Le vendredi 12 décembre 2025, la Haute École Léonard de Vinci organise une journée de réflexion et de formation intitulée  « Sous emprise, vers la déprise : comprendre, accueillir et agir »

Rencontre avec Lou Joubert, comédienne, metteuse en scène et autrice.

Bonjour Lou, pourrais-tu te présenter ?

Je m’appelle Lou Joubert Bouhnik, je suis comédienne, metteuse en scène et autrice, diplômée du Conservatoire Royal de Liège (ESACT).

Mon travail se situe à la croisée du théâtre action, de la création documentaire et de la médiation sociale. Je développe des projets autour de la santé mentale, du harcèlement, des violences et des rapports de domination. Avec Murs Murs, je poursuis cette recherche : comment le théâtre peut-il devenir un outil d’émancipation, un espace de parole et de réparation collective ?
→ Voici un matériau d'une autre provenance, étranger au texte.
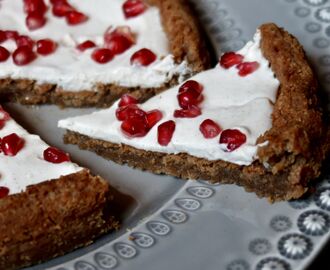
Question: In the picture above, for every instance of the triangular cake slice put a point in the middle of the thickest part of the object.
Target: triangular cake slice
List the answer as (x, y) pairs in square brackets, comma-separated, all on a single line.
[(88, 53), (254, 120), (48, 205)]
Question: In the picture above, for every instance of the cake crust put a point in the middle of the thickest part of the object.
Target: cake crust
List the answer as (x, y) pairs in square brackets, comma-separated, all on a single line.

Comment ce sujet de l’emprise et de la déprise s’est-il invité  ou imposé  à toi ?

Le projet est né d’un terrain profondément intime : une expérience familiale, celle de ma grand-mère Julia. À partir d’une image, d’une archive familiale, j’ai cherché à comprendre ce qui réduit une personne au silence, ce qui la fait taire jusqu’à lui faire dire : « Je n’existais plus. »
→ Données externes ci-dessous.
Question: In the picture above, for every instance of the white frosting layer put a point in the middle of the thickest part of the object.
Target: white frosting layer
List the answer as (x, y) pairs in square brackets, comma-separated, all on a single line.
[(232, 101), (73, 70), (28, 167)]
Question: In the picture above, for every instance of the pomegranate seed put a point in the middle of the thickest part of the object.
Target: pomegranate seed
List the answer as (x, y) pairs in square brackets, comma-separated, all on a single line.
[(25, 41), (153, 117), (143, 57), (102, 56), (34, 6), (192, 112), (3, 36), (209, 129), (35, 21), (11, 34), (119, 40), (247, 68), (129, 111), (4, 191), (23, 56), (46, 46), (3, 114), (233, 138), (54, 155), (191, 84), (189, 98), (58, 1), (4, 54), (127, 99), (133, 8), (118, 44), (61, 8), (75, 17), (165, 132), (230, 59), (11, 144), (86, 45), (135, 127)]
J’ai rencontré le travail de l’anthropologue Pascale Jamoulle, qui a analysé l’emprise comme un système de nœuds, un filet où chaque lien resserre les autres. Cela m’a profondément marquée : l’emprise n’est jamais seulement individuelle, elle est sociale, politique, structurelle. Elle révèle autant nos silences intimes que les défaillances institutionnelles qui laissent ces situations se reproduire.

Pourquoi avoir choisi un format artistique pour ce sujet ?
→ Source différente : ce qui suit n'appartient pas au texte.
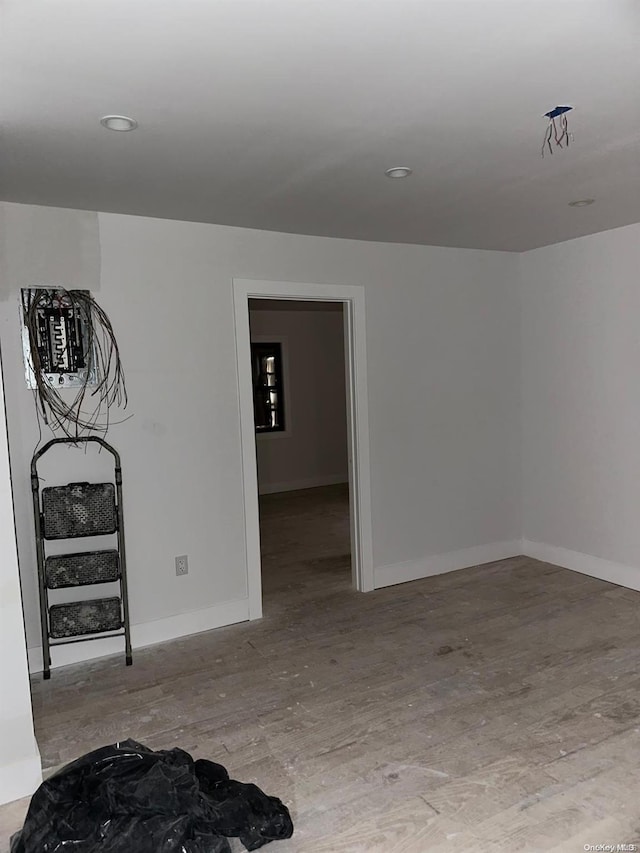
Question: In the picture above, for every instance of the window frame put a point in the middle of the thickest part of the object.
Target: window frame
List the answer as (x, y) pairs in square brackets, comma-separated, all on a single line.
[(269, 434)]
Parce que l’emprise est indicible. Elle agit dans le silence, dans l’invisible.

Le théâtre offre un langage sensible pour rendre visible ce qui ne se dit pas, pour donner forme à la dépossession, à la honte, à la culpabilité et à leur dépassement.

Murs Murs mêle témoignages, archives, sons et poétique scénique pour ouvrir un espace de compréhension et de partage.

Le format artistique permet aussi de transformer la douleur en réflexion collective, de passer de l’intime au politique.

Là où les mots manquent, l’art permet d’écouter autrement, d’éprouver, de relier.

En tant que professionnel·le de l’accompagnement (psychologue, éducateur·rice, infirmier·e…), pourquoi est-ce important de venir et se sensibiliser à ce sujet ?

Parce que les professionnel·les sont en première ligne face aux situations d’emprise et de violence, et pourtant souvent démunis.

Le manque de moyens, la surcharge institutionnelle, les procédures déshumanisantes créent une dissonance éthique : comment soutenir sans pouvoir agir réellement ?

Murs Murs ne donne pas de leçons : il ouvre un espace pour nommer cette impuissance, la partager, la penser ensemble.

Se sensibiliser à ce sujet, c’est aussi se préserver, comprendre les mécanismes de domination pour ne pas les reproduire. C’est reconnaître la nécessité d’espaces de parole, de soin, de mémoire, de déprise collective.  

Y a-t-il une autre œuvre ou projet artistique que tu recommanderais sur le même sujet (ou un sujet proche) ?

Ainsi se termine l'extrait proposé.